Moin!
Als nächstes solltest du mal den Vergaser reinigen. Am Besten mit Benzin spülen, mit Küchenpapier ausputzen, dann WD40 oder Bremsenreiniger in die Kanäle sprühen, Düsensitze kann man auch mit Ohrstäbchen reinigen. Am besten mit Druckluftpistole alle Kanäle und nat. auch die Bohrungen der Hauptdüse durchpusten, unter vorheriger Verwendung von WD40 oder Bremsenreiniger.
Alles wie es war zusammenbauen, wenn du den Gaszug ausgehängt hast, achte auf korrektes Einhängen von Zugnippel und dem Choke-Schieber. Aber nur wenn du den Gaser z.B. i. deine Werkstatt zum Auspusten bringen willst musst du den Zug entfernen.
Sonst reicht es den Gaser vom Zylinder abzuziehen. Kann schwer gehen... auch das wieder aufsetzen mit Faltenbalg (auch mal von innen reinigen und die Durchführung im Rahmen)...
aber es geht, sonst würde er ja nicht da sitzen.
Kann natürlich sein, dass da auch Wasser mit im Spiel ist, wenns draußen stand. Sprit sollte aber vom letzten Jahr eigentlich (beachte die Bedeutung des Wortes "eigentlich") noch ok sein.
Wenn wirklich die Kerze funkt und der Vergaser sauber ist und auch kein Mäusenest im Auspuff, dann wäre ein Spritwechsel natürlich ne Maßnahme.
Aber da sie schon letzten Herbst gezickt hat denke ich es ist der Vergaser.
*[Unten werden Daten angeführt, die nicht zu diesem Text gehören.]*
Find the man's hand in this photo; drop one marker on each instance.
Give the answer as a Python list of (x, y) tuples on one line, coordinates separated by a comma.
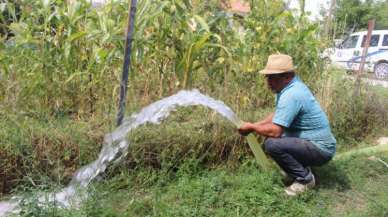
[(246, 128)]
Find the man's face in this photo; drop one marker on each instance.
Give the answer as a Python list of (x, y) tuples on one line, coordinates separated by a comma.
[(276, 82)]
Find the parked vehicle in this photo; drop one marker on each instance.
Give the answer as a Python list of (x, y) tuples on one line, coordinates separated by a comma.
[(348, 53)]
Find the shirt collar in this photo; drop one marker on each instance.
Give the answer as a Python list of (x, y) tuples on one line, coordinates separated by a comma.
[(290, 84)]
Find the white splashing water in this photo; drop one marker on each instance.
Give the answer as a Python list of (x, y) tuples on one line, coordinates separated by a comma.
[(116, 145)]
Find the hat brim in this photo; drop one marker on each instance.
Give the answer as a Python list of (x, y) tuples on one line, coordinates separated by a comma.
[(271, 71)]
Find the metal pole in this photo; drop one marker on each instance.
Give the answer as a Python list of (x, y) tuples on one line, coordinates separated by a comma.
[(127, 61), (371, 26)]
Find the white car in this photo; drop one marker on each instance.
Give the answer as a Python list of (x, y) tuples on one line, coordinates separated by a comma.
[(348, 53)]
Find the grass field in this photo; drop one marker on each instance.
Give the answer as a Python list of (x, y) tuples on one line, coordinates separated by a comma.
[(352, 186)]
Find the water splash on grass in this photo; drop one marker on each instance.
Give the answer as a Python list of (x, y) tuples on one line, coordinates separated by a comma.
[(116, 146)]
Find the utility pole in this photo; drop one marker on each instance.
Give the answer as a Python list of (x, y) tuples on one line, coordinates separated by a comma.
[(127, 61), (371, 26), (329, 18)]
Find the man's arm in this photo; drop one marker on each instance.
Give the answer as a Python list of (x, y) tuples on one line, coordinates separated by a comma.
[(266, 120), (264, 127)]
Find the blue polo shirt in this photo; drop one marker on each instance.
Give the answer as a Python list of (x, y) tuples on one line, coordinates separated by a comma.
[(300, 114)]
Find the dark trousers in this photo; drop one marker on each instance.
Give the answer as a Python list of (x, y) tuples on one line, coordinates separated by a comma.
[(294, 155)]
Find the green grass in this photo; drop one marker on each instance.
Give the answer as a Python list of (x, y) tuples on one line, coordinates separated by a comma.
[(352, 187)]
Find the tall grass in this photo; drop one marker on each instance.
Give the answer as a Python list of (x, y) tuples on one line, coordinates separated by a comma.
[(60, 67)]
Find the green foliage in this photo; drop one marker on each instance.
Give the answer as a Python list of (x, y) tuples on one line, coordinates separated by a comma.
[(355, 187), (60, 71), (354, 117), (354, 14)]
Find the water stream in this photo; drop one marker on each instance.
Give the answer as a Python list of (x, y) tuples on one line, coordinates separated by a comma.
[(116, 145)]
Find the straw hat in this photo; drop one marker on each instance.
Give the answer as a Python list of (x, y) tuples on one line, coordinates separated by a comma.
[(277, 64)]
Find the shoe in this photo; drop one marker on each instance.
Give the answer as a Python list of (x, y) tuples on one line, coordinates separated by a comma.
[(297, 187)]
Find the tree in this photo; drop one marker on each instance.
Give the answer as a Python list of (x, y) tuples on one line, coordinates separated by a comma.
[(353, 15)]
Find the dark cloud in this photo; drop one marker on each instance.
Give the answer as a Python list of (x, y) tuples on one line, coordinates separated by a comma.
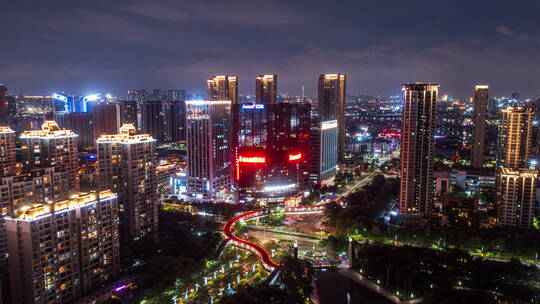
[(111, 46)]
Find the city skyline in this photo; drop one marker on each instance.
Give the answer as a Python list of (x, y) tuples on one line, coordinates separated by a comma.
[(261, 152), (178, 44)]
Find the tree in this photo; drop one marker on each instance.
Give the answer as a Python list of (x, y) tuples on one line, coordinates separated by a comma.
[(296, 275), (257, 295)]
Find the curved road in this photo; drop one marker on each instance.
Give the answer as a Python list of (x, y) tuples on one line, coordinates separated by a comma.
[(263, 254)]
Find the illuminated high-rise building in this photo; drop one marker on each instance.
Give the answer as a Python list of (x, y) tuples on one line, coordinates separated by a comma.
[(152, 119), (63, 250), (38, 184), (7, 151), (173, 120), (128, 112), (3, 104), (481, 97), (266, 89), (209, 148), (81, 124), (331, 105), (126, 165), (324, 142), (273, 149), (104, 119), (516, 197), (417, 147), (223, 87), (52, 147), (141, 95), (515, 137)]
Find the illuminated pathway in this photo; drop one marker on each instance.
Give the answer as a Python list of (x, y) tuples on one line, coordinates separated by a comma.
[(267, 261)]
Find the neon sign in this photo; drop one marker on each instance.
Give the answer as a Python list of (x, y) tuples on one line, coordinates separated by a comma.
[(329, 124), (295, 156), (256, 106), (252, 159)]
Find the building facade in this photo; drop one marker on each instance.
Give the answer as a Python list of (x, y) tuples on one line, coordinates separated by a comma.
[(266, 89), (127, 166), (417, 147), (8, 160), (61, 251), (481, 97), (331, 105), (517, 197), (209, 148), (52, 147), (223, 87), (515, 137)]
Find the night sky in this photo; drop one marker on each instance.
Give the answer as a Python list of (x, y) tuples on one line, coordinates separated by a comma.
[(110, 46)]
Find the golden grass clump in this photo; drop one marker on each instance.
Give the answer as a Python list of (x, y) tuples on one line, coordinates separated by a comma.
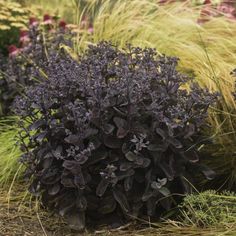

So ein Siebfilter lässt immer noch feine Rostpartikel durch, einen Papierfilter darf man aber nicht verwenden! Der lässt den Motor zu mager laufen, Gefahr!
Kannst ja auch erst mal die Hauptdüse rausdrehen, das Loch mit dem Daumen zuhalten und ankicken, um den Düsenkanal freizukriegen, dann aber die Düse durchpusten. Geht sehr gut mit ner Fahrradluftpumpe; unterwegs hab ich sie auch schon mal "freigeküsst"...
Ich würde auf jeden Fall den Tank gründlich entrosten, bei meiner mk2 war anfangs ne ganze Tasse loser Rost drinn, nur beim Ausspülen. Aber gründliches Ausspülen mit Benzin hat nicht gereicht, immer wieder Vergaserprobleme.
Dann habe ich eine Ofenrohrbürste (Stahldraht) mit Seitenschneider zurechtgestutzt, dass sie i.d. Tanköffnung passt, drei Flaschen Breff Kalk und Schmutzreiniger rein, immer wieder Schütteln, Tank alle halbe Stunde mal anders lagern. Vor allem oben ist viel krümeliger Rost.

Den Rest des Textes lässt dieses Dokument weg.